2014: It’s All History Now (Part 2 of 7)
Our education programs this year focused on increasing and diversifying our audiences and we have succeeded in a number of areas. This is due, in part, to the wonderful addition of Kathleen Nuemann, who joined our team in February as Manager of School and Interpretive Programs. She has reinvigorated our programs by creating new and engaging curricula and fresh narratives for the Wadsworth-Longfellow House.
Kathleen piloted the family-friendly, kid-approved “Children’s Hour” for young children and their caregivers. This story time and craft-making program was tied to seasonal themes around Thanksgiving and Christmas. The program drew a number of people, of all ages, who have never visited MHS before to our campus. Be on the lookout for more Children’s Hour programs in 2015!
Kids on Campus
The education team experienced one of our busiest spring seasons yet with school visits: only two weekdays in May were without school groups – one of which was Memorial Day!
This summer, we held our second week-long Junior Docent Camp, where seven campers came to learn about Maine history, Longfellow, and at the week’s end, they hosted a highly-attended and well-received open house at the Wadsworth-Longfellow House for their friends, family, and the MHS staff. Because of the camp’s success, we are planning for another session in 2015, with the possibility of adding a second session.
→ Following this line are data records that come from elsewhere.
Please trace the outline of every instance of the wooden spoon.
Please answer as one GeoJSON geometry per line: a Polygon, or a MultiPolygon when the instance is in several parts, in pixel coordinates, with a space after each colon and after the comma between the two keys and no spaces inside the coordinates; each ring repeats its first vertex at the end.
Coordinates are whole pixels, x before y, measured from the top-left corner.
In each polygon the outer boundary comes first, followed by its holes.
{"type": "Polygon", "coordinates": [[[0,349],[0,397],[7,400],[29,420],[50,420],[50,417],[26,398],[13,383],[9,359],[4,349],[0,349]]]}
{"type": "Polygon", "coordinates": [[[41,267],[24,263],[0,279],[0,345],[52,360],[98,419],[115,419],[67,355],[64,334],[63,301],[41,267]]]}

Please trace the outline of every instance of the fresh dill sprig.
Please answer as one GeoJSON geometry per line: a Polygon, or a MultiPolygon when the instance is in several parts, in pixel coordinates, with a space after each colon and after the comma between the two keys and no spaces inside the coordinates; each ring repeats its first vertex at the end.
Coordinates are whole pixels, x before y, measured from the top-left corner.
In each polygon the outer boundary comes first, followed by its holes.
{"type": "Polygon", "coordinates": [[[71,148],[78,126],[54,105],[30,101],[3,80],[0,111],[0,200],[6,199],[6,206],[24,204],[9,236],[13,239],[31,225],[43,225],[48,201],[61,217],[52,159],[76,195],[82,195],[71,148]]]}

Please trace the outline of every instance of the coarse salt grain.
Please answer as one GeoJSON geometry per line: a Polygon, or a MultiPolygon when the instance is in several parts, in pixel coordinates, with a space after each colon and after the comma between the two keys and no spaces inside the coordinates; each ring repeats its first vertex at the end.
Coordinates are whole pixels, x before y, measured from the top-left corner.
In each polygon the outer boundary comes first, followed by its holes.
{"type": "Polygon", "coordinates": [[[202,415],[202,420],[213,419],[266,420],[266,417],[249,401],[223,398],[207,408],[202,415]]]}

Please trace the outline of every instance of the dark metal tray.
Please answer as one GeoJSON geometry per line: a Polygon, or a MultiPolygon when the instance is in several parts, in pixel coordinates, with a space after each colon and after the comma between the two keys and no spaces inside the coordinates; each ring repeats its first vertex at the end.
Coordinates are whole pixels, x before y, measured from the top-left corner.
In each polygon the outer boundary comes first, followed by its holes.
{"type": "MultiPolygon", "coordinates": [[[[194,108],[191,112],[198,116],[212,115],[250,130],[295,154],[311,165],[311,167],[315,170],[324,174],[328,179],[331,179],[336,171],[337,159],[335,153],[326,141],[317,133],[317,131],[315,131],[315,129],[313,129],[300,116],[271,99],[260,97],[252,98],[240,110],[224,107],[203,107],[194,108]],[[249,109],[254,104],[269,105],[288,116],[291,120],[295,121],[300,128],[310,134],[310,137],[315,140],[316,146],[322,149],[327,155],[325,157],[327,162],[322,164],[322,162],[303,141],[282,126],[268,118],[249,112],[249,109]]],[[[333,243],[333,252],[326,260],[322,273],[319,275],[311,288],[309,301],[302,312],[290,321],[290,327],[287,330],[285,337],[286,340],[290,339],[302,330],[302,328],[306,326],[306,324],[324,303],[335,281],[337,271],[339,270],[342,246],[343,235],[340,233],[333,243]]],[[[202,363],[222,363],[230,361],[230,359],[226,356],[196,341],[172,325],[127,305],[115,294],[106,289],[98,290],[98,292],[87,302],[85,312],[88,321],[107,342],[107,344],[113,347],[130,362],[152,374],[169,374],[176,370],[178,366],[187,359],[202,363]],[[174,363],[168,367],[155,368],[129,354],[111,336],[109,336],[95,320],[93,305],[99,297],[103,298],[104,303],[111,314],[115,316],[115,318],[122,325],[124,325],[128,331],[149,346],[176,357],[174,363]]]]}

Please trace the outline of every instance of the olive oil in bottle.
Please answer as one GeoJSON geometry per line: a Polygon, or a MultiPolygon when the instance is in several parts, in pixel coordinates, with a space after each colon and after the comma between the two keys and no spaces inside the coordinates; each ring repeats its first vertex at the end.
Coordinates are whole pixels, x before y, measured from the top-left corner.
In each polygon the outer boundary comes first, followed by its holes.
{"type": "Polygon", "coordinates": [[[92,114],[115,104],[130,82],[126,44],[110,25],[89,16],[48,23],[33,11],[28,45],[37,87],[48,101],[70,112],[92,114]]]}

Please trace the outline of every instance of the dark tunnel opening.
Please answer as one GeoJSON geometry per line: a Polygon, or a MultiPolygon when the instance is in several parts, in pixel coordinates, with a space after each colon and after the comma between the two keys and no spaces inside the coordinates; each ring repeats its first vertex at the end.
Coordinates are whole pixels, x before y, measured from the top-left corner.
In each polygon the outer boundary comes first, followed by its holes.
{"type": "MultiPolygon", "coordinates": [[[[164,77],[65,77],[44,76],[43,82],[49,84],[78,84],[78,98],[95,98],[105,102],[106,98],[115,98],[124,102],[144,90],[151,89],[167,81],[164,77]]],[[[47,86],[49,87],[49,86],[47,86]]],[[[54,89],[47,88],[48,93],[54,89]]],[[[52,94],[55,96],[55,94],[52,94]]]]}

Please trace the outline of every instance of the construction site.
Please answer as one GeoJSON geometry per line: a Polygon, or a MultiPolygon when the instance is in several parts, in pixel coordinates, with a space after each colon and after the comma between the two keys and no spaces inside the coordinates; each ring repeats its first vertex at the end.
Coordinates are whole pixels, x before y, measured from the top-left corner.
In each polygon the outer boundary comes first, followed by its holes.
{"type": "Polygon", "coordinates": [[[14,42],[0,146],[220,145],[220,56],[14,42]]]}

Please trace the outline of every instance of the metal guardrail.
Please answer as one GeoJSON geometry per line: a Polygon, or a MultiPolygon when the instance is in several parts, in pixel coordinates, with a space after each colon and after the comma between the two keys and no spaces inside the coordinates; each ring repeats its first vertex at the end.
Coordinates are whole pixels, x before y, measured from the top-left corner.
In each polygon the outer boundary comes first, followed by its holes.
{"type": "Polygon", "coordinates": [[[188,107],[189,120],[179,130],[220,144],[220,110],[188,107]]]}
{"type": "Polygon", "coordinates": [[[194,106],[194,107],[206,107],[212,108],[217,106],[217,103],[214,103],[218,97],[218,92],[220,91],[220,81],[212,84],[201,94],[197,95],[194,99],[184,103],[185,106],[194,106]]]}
Local History Local Schools
Local History Local Schools, a program started in 2005 for elementary students from southern Maine, returned after being on hiatus last year. The program is based on our current major exhibition, involves in-classroom visits from MHS educators as well as a trip to the museum, research and art-making, and a family celebration displaying student work in the gallery at the project’s culmination.
In honor of this program, MHS recently dedicated a new student gallery space for displaying and celebrating students’ history projects. This year, students from Hall Elementary in Portland presented their work – including Wadsworth-Longfellow House models, dioramas, and hand-drawn postcards – based on our current exhibition, Home: The Longfellow House and Emergence of Portland. The event was celebrated among students, their family, friends, educators, local community, and the MHS Education Department in December. Twenty-five classrooms from five Portland-area schools have signed up to participate during the 2014-2015 academic year.
In concert with the Digital Engagement department, we worked to further incorporate the Maine Memory Network (MMN), a digital museum of images, online exhibits, and other Maine history related items from over 270 contributing partners around the state, into all our education programs.
Through MMN and the MHS website, we are helping students and educators discover Maine history in a new way with online lesson plans, tool kits and in-depth research.
For the second year, we hosted Student Spotlight talks that showcased new research from undergraduates and graduate students at Maine colleges and universities. During one session with recent Bowdoin College graduate Wallace Scot McFarlane, we facilitated a discussion about the pollution and clean up of the Androscoggin River in a partner-talk with the Maine Audubon (listen to the podcast).
Maine National History Day
MHS is part of an association group that took responsibility for restructuring and hosting Maine National History Day, an annual event for teachers and students grades 6-12 that promotes critical thinking skills through project-based learning. The University of Maine hosted the competition for the first time with great success and strong participation. MHS and the Maine Humanities Council collaborated on recruiting judges and co-facilitated the judge orientation at the contest.
For the first time in years, a Maine student won a first place prize at the national competition in Washington, D.C.: Noble High School student Noah Binette (pictured left) won top place for his presentation, Malaga Island: The Community that Maine Erased. Noah’s exhibit is now on display at Smithsonian National Museum of American History and has been chosen for display in New York at the annual conference of the American Historical Association.